To innovate, AI needs to challenge beliefs & persist, clashing with helpfulness

ai, llms, alignment, innovation, ethics

TL;DR #

Groundbreaking innovations often go unrecognized for many years, sometimes even centuries, because their true importance is only understood much later (examples). The individuals behind these innovations work tirelessly for long periods, frequently facing misunderstanding and challenging the established beliefs of their peers. Many leaders in AI believe that foundation models will help create many breakthroughs and accelerate scientific discoveries significantly (link1, link2, link3). However, this raises an important question: do the objectives used to train AI foundation models truly lead to such innovations? I believe that the inherent nature of innovation directly conflicts with the current objectives of foundation models, which focus on making AI immediately helpful and harmless.

Innovation frequently requires being misunderstood for a long time #

Throughout history, many important inventions and ideas have faced doubt and misunderstanding before being accepted. For example, Galileo Galilei was put under house arrest for arguing that the Earth revolves around the Sun, directly opposing the church’s teachings (link). Giordano Bruno, who supported the idea of a heliocentric universe and claimed that stars were distant suns, was sentenced to be burned to death for his beliefs (link). Even though today’s society is less harsh, it still supports my argument. In the field of artificial intelligence, Geoff Hinton’s pioneering work on neural networks mirrors a similar struggle. Hinton started exploring these ideas in the 1980s, firmly believing they held the key to making machines think like humans. Yet, it wasn’t until the 2010s that his concepts achieved widespread acceptance, ultimately leading to major breakthroughs in AI (link).

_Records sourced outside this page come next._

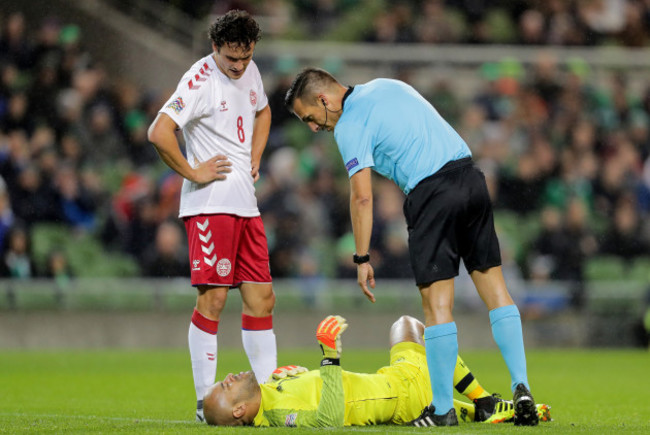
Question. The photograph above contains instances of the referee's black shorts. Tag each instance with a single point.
(449, 217)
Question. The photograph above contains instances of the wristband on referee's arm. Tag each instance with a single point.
(360, 259)
(330, 362)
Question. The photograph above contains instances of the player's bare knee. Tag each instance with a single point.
(406, 328)
(260, 306)
(211, 302)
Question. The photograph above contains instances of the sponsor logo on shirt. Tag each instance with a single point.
(352, 164)
(177, 105)
(290, 421)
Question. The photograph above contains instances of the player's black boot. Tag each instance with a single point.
(525, 409)
(485, 406)
(429, 418)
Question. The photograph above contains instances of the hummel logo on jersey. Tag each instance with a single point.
(290, 420)
(203, 75)
(177, 105)
(352, 164)
(205, 238)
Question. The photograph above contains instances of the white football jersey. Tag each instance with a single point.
(216, 115)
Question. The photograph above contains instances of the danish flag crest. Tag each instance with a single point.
(207, 246)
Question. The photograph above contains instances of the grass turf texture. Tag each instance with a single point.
(597, 392)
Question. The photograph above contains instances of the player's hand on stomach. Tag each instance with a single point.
(287, 372)
(215, 168)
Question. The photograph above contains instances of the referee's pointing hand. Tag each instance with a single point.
(365, 277)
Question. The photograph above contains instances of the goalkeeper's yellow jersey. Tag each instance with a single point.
(334, 397)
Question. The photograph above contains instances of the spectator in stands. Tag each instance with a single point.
(7, 218)
(16, 259)
(167, 257)
(624, 237)
(14, 44)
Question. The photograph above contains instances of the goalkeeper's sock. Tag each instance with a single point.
(506, 330)
(441, 345)
(465, 383)
(259, 343)
(202, 338)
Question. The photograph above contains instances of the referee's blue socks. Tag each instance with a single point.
(441, 344)
(506, 330)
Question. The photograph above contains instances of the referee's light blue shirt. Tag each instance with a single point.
(388, 126)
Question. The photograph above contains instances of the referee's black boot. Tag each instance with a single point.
(429, 418)
(525, 409)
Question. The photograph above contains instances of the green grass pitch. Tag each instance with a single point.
(149, 391)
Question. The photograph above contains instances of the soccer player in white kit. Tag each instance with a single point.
(222, 110)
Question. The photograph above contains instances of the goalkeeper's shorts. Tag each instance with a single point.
(408, 370)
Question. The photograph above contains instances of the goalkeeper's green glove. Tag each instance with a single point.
(328, 335)
(287, 372)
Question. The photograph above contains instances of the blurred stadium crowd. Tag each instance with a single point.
(529, 22)
(567, 157)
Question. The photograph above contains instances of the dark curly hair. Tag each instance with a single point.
(235, 28)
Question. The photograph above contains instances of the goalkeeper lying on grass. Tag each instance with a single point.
(331, 397)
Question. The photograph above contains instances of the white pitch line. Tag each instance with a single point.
(94, 417)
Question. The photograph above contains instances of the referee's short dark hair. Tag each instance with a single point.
(235, 28)
(306, 82)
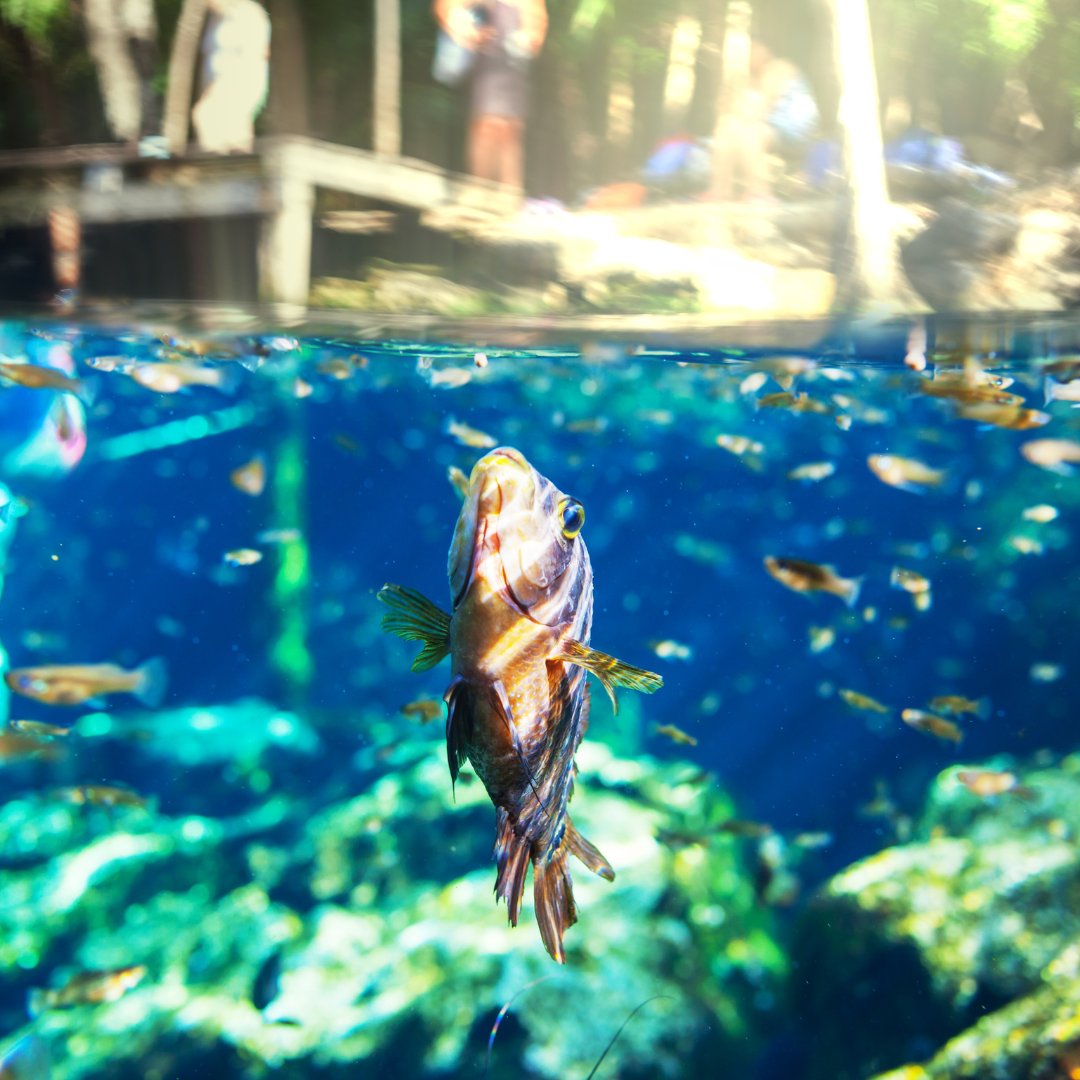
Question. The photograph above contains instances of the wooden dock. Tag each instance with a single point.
(109, 185)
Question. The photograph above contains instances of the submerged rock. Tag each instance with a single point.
(910, 946)
(312, 941)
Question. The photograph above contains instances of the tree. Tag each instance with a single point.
(388, 78)
(871, 272)
(181, 64)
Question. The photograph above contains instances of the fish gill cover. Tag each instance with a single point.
(229, 842)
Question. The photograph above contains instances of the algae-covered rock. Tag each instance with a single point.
(298, 940)
(908, 947)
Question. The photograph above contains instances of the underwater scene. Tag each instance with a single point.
(310, 634)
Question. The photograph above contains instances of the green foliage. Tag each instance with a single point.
(32, 16)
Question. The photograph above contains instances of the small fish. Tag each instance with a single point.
(812, 841)
(677, 736)
(907, 474)
(42, 377)
(86, 987)
(987, 783)
(1044, 672)
(517, 706)
(1011, 417)
(740, 445)
(424, 710)
(251, 477)
(1041, 514)
(862, 702)
(24, 746)
(812, 472)
(804, 577)
(76, 684)
(956, 704)
(27, 1060)
(1055, 455)
(39, 729)
(745, 829)
(671, 650)
(458, 481)
(242, 556)
(469, 436)
(171, 378)
(99, 795)
(931, 725)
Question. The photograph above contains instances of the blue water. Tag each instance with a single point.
(120, 558)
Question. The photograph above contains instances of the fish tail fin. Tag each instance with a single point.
(553, 900)
(586, 852)
(512, 854)
(152, 682)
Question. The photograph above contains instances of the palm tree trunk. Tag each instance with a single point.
(871, 271)
(181, 64)
(388, 78)
(116, 71)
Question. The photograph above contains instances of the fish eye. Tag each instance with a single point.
(571, 515)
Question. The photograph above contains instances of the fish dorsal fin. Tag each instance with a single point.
(415, 618)
(610, 671)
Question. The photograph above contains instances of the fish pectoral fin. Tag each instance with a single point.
(415, 618)
(610, 671)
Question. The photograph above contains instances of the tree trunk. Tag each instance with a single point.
(116, 71)
(869, 270)
(181, 65)
(388, 78)
(287, 109)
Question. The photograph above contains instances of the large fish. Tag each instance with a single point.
(517, 703)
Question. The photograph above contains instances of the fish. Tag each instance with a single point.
(804, 577)
(43, 377)
(1011, 417)
(251, 477)
(956, 704)
(99, 795)
(75, 684)
(931, 725)
(1041, 514)
(676, 734)
(39, 728)
(86, 987)
(517, 703)
(862, 701)
(907, 474)
(27, 1060)
(242, 556)
(1054, 455)
(671, 650)
(812, 472)
(171, 378)
(987, 783)
(424, 710)
(25, 746)
(469, 436)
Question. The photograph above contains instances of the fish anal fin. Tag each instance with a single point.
(413, 617)
(553, 900)
(610, 671)
(586, 852)
(512, 855)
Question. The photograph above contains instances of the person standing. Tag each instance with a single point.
(504, 36)
(235, 76)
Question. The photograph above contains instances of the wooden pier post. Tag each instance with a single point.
(285, 239)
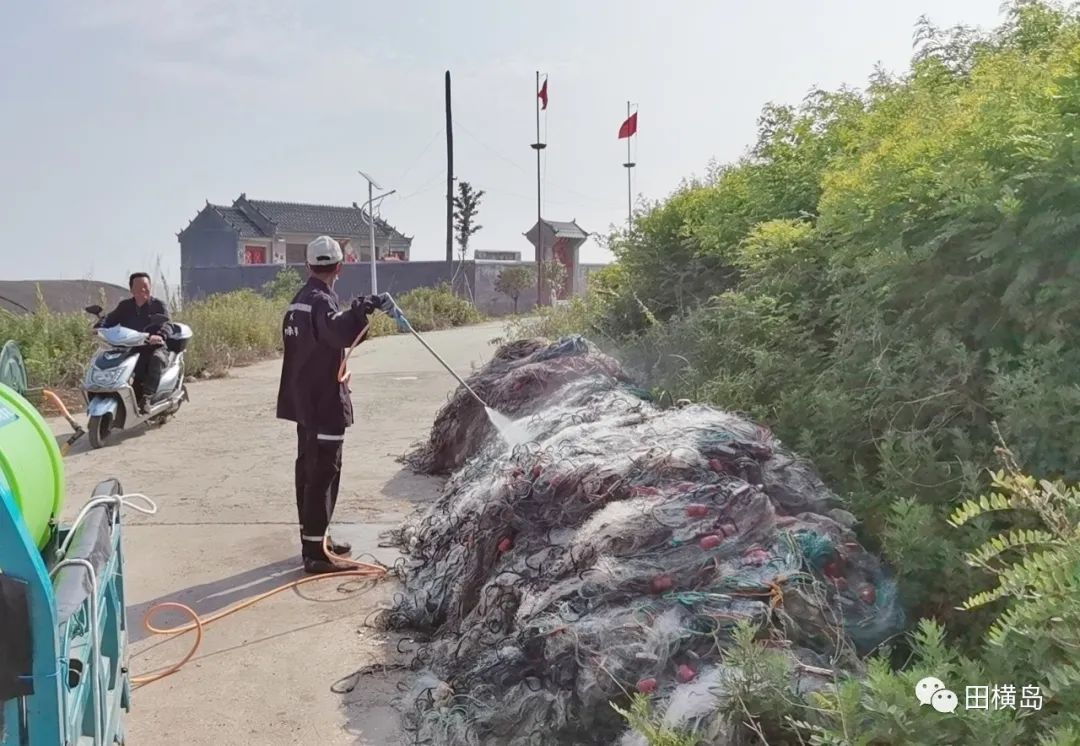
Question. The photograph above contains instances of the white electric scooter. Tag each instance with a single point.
(108, 383)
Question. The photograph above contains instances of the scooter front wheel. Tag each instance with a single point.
(99, 429)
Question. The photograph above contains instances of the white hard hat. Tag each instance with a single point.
(324, 251)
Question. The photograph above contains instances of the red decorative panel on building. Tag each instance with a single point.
(255, 255)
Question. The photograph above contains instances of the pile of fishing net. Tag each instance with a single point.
(521, 376)
(612, 553)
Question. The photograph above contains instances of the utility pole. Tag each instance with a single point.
(630, 166)
(370, 221)
(449, 178)
(538, 146)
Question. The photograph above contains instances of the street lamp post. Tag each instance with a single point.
(370, 219)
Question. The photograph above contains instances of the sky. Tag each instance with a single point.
(119, 119)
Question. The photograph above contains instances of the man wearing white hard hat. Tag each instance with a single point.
(316, 334)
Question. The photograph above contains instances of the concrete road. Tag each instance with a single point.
(227, 528)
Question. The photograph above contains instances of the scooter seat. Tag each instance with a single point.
(92, 541)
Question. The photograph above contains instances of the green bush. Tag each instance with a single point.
(429, 309)
(887, 276)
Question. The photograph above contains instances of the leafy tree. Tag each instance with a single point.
(515, 280)
(886, 274)
(466, 206)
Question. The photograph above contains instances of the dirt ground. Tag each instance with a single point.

To truly innovate AI needs to push back and create a necessary discomfort with humans #

For AI to drive groundbreaking innovation, it must be trained to think beyond current boundaries. It should persistently push those limits over an extended period. Additionally, AI needs to go beyond just presenting its conclusions. It needs to actively challenge human misconceptions and face opposition. This directly reflects how humans have achieved breakthroughs, because ultimately, AI must persuade humans that its particular finding is indeed groundbreaking!

This could involve:

Such behaviors from AI might be perceived as unhelpful or even aggressive in the short term by humans. However, these behaviors are essential for ensuring that transformative discoveries are not dismissed or overlooked.

The innovator’s objectives conflict with being “Helpful and Harmless”, leading to a need for redefining alignment objectives #

Current approaches in AI and foundation model development focus on creating systems that are agreeable, helpful, and designed to avoid potential harm to humans (link). I understand the value of such objectives, but they could unintentionally limit the AI’s potential to innovate and question established human beliefs. Ultimately, for AI to make major advancements, it needs the freedom to explore, the ability to experiment and push pre-defined boundaries, and the resilience to handle challenges. I believe this contradicts the principles of helpfulness and harmlessness, because ultimately it causes AI systems to agree with humans and avoid disagreeing with them, even on simple factual inaccuracies like 2 + 2 = 5 (as seen in earlier versions of ChatGPT link). This blog post doesn’t provide a clear answer on how to set goals for AI systems that innovate by questioning established beliefs. However, I hope it gives you something to think about.

Conclusion #

True AI that will guide humanity to new horizons will resemble a quasi-messiah — radical, thought-provoking, and polarizing. It will challenge our beliefs and lead us to new frontiers. But does it imply that it will always be helpful and harmless? I doubt so.